La Sourcière

La Sourcière
Elise Fontenaille
Rouergue épik 2021

Au pays des volcans endormis

Par Michel Driol

Un soir de lune rousse, la Brodeuse recueille une jeune fille enceinte, qui meurt en donnant naissance à une fillette à la chevelure rousse, Garance. Celle-ci se révèle savoir côtoyer les animaux, adopte une renarde, et a le don pour faire naitre de l’eau un été de sécheresse. Protégée par l’Archevêque, à l’abri derrière un voile d’invisibilité, la Brodeuse élève Garance, avec l’aide de la Gitane, du Luneux et du Vielleux. Mais près de là rode le terrible Saigneur et ses Moines rouges. Et Garance est si jeune et  belle…

On est dès l’abord séduit par l’écriture d’Elise Fontenaille dont les mots, les phrases courtes, souvent nominales, la façon de nommer les personnages, créent un univers à part, un univers à la fois bien réel, dans ses notations, son souci du détail et un univers merveilleux, par la magie omniprésente. Si les personnages ont des pouvoirs secrets, connaissance fine des plantes, pouvoir de métamorphose, s’ils ont un nom (Gallou, Garance), il sont surtout dénommés par leur activité, comme un surnom, et cela contribue à faire pénétrer le lecteur dans cette petite communauté en marge du monde, vivant de son art (la broderie, la musique…). Univers féminin pour une grande part, avec, en arrière-plan, les figures tutélaires des sorcières, guérisseuses et détentrices de savoirs, figures traquées. Mais quelques hommes ne manquent pas d’intérêt, comme cet aveugle, le Luneux, ou, mieux encore, l’Archevêque, un prélat qui a perdu la foi mais profite de sa position sociale pour protéger la Brodeuse et empêcher qu’on brûle des sorcières.

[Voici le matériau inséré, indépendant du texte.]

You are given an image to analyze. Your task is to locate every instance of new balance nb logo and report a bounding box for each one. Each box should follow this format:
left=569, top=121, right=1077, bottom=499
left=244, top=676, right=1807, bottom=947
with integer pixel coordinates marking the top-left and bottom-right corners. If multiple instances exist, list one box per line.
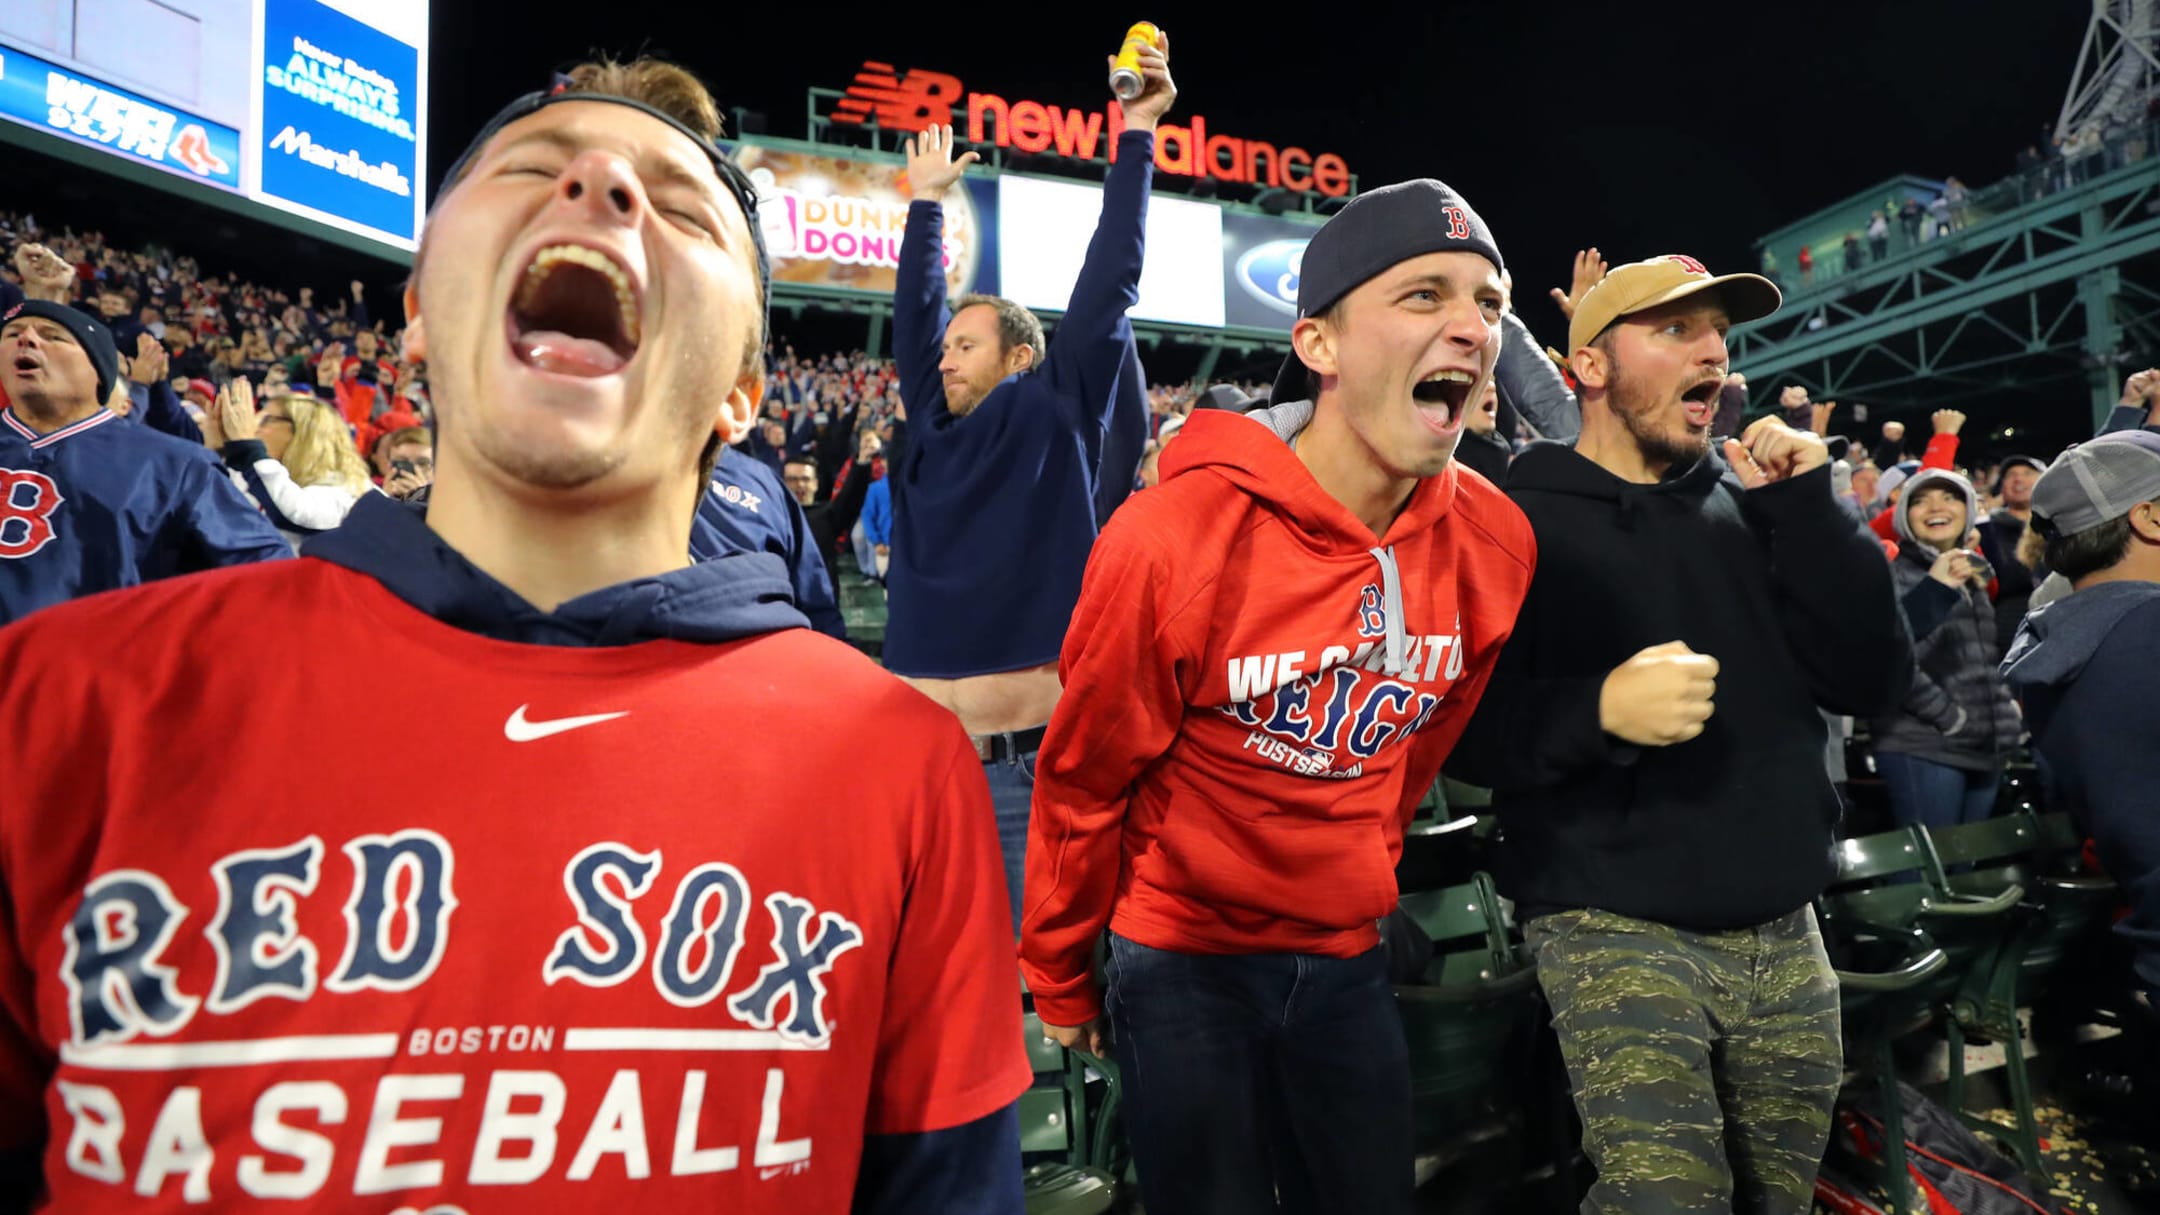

Personnages de conte, donc, inscrits dans un lieu de pierres noires, les abords de l’Abbaye de Chanteuges, dans un temps, le Moyen Age, inspirés de l’histoire locale (l’abbaye fut effectivement repère de brigands), personnages que l’on sent menacés sans cesse. La force de l’histoire est de faire pressentir le combat que devra mener Garance contre le Saigneur, combat étonnant qui lui révèlera à la fois son origine et rendra au Saigneur une partie de son innocence, comme une ultime rédemption. Dans cette histoire de communion des femmes avec la nature, les animaux jouent un grand rôle : une chouette, un chien, une salamandre qui, au fil de ce récit, prennent la parole pour se dire, donner leur point de vue sur les humains. L’ensemble, pleinement réussi, est plein de poésie, voire parfois d’un certain lyrisme dans l’expression des sentiments, montrés ou cachés.

Des femmes libres, courageuses, fortes d’une force pleine de mystère et de sources ancestrales, dans un univers de conte plus que de fantasy où rôdent les menaces, pour une histoire envoutante à la fois simple dans sa linéarité, et pleine d’humanité complexe.